The day came when my husband’s job forced us to move to Bend. I was honestly devastated. I didn’t want to leave my gardens, and I certainly didn’t want to leave my girlfriends. Uprooting and leaving them was excruciating. Tears rolled down my cheeks as I drove our trusty 4-Runner, loaded with last-minute necessities and fragile breakables, through the forests, over Santiam Pass, and into the . . . desert? Eeeek! Tan and grey for miles and miles. The lack of green and the absence of familiar faces absolutely sucked the life out of me. I thought I’d die.
A few months later, two of my Corvallis girlfriends came to my rescue. Like two heroes galloping in on white steeds to rescue a damsel in distress, they came riding into town to cheer me up. Oh, it was so great to see them. They brought me a tub of bright pansies, which I happily placed on my front steps for a spot of color. I was immensely encouraged.

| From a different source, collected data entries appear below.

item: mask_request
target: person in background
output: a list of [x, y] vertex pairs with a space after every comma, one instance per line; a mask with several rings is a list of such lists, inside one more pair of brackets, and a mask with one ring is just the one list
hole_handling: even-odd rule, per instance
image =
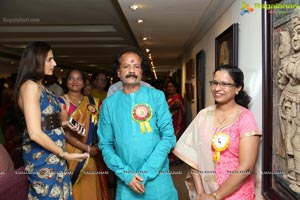
[[15, 120], [14, 87], [15, 77], [7, 77], [3, 83], [3, 90], [0, 97], [0, 126], [3, 128], [3, 132], [6, 131], [7, 124]]
[[91, 80], [88, 78], [84, 79], [84, 87], [82, 89], [82, 94], [85, 96], [90, 96], [92, 93], [92, 84]]
[[[67, 121], [72, 117], [85, 128], [84, 135], [78, 135], [69, 128], [65, 128], [67, 151], [90, 154], [89, 159], [81, 162], [68, 161], [72, 171], [74, 200], [109, 200], [105, 164], [98, 149], [96, 138], [100, 101], [97, 98], [82, 94], [84, 80], [85, 77], [81, 71], [76, 69], [69, 71], [67, 74], [68, 92], [59, 97], [62, 120]], [[100, 169], [97, 168], [98, 162], [102, 162], [102, 165], [99, 166], [103, 167]]]
[[26, 122], [22, 148], [29, 180], [28, 199], [73, 199], [66, 160], [89, 156], [65, 151], [60, 104], [43, 85], [44, 76], [52, 75], [55, 65], [51, 46], [46, 42], [28, 44], [19, 64], [15, 99]]
[[195, 191], [194, 199], [253, 200], [261, 133], [247, 109], [243, 72], [220, 66], [210, 85], [216, 104], [198, 113], [173, 153], [192, 168], [187, 185]]
[[55, 75], [45, 76], [45, 85], [48, 90], [52, 91], [57, 97], [64, 94], [64, 90], [57, 82], [57, 77]]
[[94, 80], [94, 88], [92, 89], [91, 95], [100, 99], [101, 102], [106, 98], [107, 95], [107, 92], [105, 90], [106, 84], [106, 74], [104, 74], [103, 72], [98, 73]]
[[141, 86], [145, 59], [140, 51], [122, 49], [114, 67], [123, 90], [103, 101], [97, 133], [104, 161], [118, 177], [116, 199], [177, 200], [168, 173], [176, 138], [165, 96]]
[[[146, 83], [144, 81], [141, 81], [141, 85], [153, 88], [149, 83]], [[115, 93], [118, 90], [123, 90], [122, 81], [118, 81], [118, 82], [112, 84], [111, 86], [109, 86], [108, 91], [107, 91], [107, 97], [109, 97], [110, 95], [112, 95], [113, 93]]]
[[[181, 94], [178, 92], [178, 84], [173, 79], [167, 82], [167, 102], [169, 105], [170, 112], [172, 113], [172, 122], [176, 135], [176, 140], [180, 138], [183, 131], [185, 130], [185, 105]], [[179, 163], [179, 159], [174, 156], [173, 153], [169, 154], [171, 163]]]
[[13, 160], [11, 159], [3, 144], [0, 143], [0, 177], [1, 174], [6, 174], [14, 170], [15, 168]]

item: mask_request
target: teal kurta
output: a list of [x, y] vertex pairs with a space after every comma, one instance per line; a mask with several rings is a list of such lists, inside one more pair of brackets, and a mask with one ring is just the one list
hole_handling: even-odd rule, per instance
[[[152, 111], [151, 127], [141, 125], [132, 116], [136, 105]], [[176, 144], [172, 116], [162, 91], [141, 86], [131, 94], [117, 91], [102, 104], [98, 136], [99, 148], [107, 166], [117, 175], [117, 200], [177, 200], [177, 191], [169, 173], [168, 154]], [[138, 173], [146, 191], [138, 194], [128, 186]]]

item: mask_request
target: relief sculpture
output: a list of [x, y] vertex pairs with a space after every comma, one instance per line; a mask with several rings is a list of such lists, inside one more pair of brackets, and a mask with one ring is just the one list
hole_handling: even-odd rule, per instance
[[284, 142], [284, 179], [292, 191], [300, 193], [300, 17], [293, 15], [290, 30], [280, 32], [277, 74], [281, 92], [278, 105], [280, 132]]

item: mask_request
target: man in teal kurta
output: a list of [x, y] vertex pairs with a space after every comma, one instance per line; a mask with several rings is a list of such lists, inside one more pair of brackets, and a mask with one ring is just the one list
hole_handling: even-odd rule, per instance
[[119, 90], [102, 104], [98, 136], [106, 165], [117, 175], [117, 200], [177, 200], [168, 154], [176, 143], [162, 91], [140, 85], [142, 54], [123, 49], [116, 58]]

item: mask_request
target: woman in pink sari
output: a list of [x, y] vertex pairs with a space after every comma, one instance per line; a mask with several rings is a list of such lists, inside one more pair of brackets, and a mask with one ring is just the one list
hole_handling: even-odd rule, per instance
[[210, 85], [216, 105], [198, 113], [173, 153], [192, 168], [186, 182], [191, 199], [253, 200], [261, 133], [247, 109], [243, 72], [221, 66]]

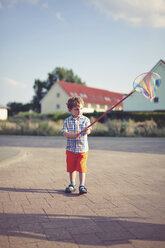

Well, heartened by my friends’ visit, I began making new friends while those pansies grew thick and lush in their little tub and bloomed profusely all summer. That fall, I put my tub away for winter, thinking that was the end of the story. But here’s the wonderful thing: The following May, volunteer pansies sprang up in the apron of soil around my front porch where, unbeknown to me, seeds from my friends’ pansies had blown.
For the past twelve years, those rambunctious flowers have been thriving and multiplying. Every time I see them, they remind me of the power girlfriends have to encourage. They also show me that friendships can spread from heart to heart and spring up in new places.
And hey, I’ve come to love living in Bend. Where else could I grow such fabulous pansies?